Roan didn’t follow up on the topic, and instead asked, “Is this your first work assignment?”
“I’ve worked on remediation projects, like everyone. But this is my first specialized vocation assignment.”
“Well congratulations and welcome to the team. This haul is from a lost neighborhood of San Francisco, one that seemed to have a lot of character pre-Collapse. I bet you’ll have fun with it.”
The process of using my ability was intense and draining and beautiful at times, but I wouldn’t have called it fun. But that was a me thing. “I’m looking forward to it.”
“Let’s get you a drink and I’ll introduce you around.” Aviva walked me over to the refreshments area where I poured myself a cup of ale, mostly just so I’d have something to do with my hands. A stream of faces and names flowed into and out of my consciousness as Aviva led me around.

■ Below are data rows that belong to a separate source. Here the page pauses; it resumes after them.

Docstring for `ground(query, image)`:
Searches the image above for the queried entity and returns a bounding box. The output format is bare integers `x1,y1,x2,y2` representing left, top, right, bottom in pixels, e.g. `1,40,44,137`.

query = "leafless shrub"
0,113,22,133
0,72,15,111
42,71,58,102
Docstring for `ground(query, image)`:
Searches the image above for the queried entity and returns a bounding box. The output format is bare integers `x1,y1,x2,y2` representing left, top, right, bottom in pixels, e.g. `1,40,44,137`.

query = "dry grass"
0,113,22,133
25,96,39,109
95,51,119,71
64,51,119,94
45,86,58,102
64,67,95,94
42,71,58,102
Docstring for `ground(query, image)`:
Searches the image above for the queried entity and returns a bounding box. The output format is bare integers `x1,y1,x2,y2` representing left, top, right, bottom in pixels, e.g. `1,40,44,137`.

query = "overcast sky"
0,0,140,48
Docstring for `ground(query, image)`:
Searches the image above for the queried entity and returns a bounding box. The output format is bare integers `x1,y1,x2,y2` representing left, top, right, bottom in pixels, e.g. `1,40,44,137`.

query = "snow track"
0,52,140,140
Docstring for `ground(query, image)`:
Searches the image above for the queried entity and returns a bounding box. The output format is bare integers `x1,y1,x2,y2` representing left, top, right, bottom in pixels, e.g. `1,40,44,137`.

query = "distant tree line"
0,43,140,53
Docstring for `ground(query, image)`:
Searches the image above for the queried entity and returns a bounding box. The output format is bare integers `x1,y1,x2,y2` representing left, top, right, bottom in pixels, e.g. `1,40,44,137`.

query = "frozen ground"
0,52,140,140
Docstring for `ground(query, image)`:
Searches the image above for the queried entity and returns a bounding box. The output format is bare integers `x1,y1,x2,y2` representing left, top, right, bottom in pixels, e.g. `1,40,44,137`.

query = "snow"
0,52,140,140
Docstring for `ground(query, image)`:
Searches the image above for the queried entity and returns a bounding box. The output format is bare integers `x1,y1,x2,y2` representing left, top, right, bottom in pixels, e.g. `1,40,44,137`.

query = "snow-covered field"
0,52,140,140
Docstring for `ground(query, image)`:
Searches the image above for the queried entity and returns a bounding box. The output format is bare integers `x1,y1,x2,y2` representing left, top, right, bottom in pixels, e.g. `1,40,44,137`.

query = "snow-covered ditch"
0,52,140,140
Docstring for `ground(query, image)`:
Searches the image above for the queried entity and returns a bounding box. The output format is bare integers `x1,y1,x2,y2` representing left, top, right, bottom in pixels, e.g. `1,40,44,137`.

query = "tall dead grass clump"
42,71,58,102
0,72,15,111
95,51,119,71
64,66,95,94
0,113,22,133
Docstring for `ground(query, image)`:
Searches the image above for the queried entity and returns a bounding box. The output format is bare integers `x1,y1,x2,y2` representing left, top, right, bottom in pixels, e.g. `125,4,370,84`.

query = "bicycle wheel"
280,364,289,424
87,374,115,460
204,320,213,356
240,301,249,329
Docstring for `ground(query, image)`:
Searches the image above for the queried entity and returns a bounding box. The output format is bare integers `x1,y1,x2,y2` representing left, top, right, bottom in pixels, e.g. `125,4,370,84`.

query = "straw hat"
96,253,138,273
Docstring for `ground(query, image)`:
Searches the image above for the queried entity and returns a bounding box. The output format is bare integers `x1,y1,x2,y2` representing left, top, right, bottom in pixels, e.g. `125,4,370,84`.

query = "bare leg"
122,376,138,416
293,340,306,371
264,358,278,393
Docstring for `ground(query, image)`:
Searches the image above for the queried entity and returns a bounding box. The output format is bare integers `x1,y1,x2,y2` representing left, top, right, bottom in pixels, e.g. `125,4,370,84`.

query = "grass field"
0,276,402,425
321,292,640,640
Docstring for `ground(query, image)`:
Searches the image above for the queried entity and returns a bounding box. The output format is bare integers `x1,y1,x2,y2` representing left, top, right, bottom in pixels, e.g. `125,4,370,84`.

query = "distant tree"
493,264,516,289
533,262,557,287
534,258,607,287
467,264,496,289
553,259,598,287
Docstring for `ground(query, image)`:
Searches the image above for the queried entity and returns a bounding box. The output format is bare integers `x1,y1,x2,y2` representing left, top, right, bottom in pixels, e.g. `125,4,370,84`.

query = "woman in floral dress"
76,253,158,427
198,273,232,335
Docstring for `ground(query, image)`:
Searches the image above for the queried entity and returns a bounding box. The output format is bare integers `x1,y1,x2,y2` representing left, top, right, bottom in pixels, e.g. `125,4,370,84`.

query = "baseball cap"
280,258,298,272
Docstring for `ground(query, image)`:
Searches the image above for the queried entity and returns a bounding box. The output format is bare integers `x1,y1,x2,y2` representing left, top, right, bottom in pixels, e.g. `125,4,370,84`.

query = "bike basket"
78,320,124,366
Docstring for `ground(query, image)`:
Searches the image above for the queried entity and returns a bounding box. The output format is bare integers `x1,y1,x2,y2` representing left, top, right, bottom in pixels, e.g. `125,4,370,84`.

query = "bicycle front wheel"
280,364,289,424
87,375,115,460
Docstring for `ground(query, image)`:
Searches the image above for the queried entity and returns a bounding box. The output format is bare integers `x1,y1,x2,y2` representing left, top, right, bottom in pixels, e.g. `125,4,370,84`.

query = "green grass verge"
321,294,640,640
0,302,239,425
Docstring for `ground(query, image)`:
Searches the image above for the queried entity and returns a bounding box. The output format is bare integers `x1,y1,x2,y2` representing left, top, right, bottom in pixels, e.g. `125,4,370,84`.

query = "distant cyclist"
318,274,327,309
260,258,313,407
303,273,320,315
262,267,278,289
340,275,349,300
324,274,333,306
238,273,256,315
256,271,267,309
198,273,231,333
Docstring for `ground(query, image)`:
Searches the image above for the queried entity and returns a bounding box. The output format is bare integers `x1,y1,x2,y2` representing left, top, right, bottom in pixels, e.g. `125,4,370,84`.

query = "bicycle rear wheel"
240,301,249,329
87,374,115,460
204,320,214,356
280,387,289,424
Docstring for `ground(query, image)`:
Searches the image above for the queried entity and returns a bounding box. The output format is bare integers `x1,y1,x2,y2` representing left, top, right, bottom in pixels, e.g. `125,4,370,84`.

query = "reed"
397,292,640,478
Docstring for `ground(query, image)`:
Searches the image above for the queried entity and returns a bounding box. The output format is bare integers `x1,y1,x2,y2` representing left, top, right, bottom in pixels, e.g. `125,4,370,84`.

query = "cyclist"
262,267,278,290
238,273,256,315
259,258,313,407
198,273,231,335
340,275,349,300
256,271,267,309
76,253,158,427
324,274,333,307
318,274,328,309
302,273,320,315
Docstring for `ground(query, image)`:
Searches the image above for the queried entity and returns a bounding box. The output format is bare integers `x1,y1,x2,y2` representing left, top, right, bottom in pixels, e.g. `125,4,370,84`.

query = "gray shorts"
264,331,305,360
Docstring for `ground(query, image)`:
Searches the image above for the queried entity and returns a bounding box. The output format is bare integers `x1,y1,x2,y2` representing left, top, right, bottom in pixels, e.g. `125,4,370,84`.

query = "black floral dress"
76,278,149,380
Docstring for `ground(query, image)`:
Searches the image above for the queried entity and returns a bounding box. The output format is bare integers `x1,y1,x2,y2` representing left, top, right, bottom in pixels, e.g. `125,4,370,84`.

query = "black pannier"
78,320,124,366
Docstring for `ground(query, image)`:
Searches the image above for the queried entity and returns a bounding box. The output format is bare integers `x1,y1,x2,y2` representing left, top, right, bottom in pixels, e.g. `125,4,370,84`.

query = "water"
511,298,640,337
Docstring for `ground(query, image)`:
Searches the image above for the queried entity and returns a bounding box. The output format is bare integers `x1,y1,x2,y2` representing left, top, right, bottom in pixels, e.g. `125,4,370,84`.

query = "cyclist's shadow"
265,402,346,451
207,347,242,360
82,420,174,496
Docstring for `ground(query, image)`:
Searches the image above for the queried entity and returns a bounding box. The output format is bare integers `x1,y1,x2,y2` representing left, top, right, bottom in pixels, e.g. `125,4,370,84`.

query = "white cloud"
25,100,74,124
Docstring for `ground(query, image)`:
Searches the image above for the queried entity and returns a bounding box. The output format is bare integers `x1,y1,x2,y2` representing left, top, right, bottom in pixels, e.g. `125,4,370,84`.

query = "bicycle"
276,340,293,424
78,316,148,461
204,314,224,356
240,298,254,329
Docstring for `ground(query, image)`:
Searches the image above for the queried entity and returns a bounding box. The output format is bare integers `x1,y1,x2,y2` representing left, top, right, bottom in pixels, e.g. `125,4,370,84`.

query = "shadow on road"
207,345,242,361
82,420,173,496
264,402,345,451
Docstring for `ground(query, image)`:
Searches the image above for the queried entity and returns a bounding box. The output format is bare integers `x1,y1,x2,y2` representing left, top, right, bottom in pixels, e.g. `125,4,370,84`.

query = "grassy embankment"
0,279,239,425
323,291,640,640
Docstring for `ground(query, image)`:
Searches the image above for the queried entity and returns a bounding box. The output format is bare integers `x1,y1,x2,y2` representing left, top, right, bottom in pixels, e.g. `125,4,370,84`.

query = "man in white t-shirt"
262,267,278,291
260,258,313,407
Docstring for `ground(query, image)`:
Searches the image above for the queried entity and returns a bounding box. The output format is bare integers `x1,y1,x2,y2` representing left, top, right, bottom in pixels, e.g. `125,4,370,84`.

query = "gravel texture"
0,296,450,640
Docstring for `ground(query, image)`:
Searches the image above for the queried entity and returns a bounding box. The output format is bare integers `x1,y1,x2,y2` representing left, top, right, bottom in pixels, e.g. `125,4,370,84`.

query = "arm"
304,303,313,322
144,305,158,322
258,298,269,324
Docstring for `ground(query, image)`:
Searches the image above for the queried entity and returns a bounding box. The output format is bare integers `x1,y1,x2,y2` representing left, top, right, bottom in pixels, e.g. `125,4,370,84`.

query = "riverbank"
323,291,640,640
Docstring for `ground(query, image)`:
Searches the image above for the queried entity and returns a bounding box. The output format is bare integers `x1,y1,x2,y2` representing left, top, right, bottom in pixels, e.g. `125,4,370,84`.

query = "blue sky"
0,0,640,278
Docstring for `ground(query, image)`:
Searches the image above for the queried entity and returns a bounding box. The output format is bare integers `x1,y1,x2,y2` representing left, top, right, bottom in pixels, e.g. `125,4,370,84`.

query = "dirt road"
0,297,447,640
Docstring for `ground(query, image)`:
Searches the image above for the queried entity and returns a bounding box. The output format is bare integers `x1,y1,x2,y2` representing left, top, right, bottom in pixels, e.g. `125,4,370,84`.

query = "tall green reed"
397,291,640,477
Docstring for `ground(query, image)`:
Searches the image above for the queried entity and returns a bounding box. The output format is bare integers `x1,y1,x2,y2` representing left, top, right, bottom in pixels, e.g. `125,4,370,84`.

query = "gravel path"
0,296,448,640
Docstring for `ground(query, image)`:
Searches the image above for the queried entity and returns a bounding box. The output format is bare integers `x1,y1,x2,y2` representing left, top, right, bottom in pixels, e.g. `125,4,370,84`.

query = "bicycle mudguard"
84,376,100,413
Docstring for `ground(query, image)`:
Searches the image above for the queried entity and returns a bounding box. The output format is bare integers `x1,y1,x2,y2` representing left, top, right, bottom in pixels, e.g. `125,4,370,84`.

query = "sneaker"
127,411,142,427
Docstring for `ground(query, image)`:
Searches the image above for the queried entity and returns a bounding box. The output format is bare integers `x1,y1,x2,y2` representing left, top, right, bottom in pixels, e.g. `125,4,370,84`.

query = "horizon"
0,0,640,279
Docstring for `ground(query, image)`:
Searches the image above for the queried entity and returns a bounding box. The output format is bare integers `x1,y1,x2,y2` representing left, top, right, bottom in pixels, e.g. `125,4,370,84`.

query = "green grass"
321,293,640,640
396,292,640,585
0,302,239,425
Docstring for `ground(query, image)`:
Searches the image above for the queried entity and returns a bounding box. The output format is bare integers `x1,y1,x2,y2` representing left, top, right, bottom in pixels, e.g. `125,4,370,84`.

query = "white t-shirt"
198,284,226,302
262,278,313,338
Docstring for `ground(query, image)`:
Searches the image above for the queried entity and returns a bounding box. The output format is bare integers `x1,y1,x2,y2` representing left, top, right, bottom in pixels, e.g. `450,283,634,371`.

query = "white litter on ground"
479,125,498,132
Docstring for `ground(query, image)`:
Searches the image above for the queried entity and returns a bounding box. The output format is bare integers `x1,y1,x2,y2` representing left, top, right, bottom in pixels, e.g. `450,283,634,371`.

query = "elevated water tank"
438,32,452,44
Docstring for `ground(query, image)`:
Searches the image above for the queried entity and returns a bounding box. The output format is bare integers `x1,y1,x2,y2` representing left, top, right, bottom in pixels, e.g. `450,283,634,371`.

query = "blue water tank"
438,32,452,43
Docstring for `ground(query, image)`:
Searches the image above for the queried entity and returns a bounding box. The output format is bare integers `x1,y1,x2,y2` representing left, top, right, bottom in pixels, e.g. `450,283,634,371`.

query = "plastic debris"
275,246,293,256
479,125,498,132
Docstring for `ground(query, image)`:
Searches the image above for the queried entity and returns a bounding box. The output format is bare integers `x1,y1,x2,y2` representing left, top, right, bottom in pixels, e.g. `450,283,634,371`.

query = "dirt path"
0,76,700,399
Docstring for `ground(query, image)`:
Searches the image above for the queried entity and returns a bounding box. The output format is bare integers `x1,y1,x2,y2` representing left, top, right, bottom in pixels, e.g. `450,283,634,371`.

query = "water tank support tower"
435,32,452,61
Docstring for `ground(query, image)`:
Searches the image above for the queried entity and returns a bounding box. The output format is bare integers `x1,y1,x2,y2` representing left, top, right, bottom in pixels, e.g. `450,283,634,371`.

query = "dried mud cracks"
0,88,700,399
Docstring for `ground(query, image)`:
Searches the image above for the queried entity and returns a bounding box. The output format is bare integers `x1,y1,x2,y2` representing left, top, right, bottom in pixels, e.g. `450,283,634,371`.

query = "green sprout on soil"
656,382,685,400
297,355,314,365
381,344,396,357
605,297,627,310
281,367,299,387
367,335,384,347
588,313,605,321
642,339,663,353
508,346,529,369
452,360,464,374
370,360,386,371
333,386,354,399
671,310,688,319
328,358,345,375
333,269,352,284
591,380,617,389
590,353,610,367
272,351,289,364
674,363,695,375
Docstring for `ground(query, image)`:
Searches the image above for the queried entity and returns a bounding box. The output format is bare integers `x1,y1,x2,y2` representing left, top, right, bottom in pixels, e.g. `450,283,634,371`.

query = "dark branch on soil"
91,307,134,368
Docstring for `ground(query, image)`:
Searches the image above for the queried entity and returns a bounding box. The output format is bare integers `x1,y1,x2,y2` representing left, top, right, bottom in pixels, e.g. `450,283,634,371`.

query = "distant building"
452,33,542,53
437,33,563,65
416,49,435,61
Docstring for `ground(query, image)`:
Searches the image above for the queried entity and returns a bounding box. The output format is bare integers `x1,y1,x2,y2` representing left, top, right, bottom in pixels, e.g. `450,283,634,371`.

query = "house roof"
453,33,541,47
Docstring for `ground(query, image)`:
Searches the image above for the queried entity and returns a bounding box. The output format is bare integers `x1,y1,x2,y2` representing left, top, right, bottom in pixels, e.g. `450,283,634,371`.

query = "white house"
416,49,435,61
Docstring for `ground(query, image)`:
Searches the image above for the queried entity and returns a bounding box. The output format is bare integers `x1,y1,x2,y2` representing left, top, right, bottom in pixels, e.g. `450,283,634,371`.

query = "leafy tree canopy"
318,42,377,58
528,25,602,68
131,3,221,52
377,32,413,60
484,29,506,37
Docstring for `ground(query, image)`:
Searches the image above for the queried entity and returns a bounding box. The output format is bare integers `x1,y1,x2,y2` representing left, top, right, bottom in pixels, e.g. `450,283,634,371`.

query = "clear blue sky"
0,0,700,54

The birthday girl had donned a sparkly tiara and a bow of what must have been fake feathers – throwbacks to fashion elements of the precursor world. Fake feathers were a thing for some reason, but where did that tiara come from? The sparkle of the gems mesmerized in the flickering light of the bonfire – were they real or fake?
“It’s an artifact,” she said when she noticed me looking. “Cubic zirconia, not actual diamonds. Aviva would never have let me wear it out otherwise. I’m Lorel, by the way.”
“Maida.”
Recognition lit up her eyes. “You’re the new psion. Psychometry, right?”
Well, someone had paid attention to the personnel memo. That was a check in the positive column for Lorel.
A bright eagerness swept over her face when I nodded. “I don’t want to impose, since we just met and you just got here and all, but do you think you could…?"
She touched the tiara.
Using psychometry as a party trick really chafed, but she had been considerate enough to pay attention to who the new team member was. And anyway, it was her birthday. So even though I normally wouldn’t have, I held out my hand to receive the tiara. Besides, I wanted to make friends – I knew no one in San Francisco, having spent most of my life moving around for my father’s assignments and then up north on the Mendocino coast for my time at the Academy.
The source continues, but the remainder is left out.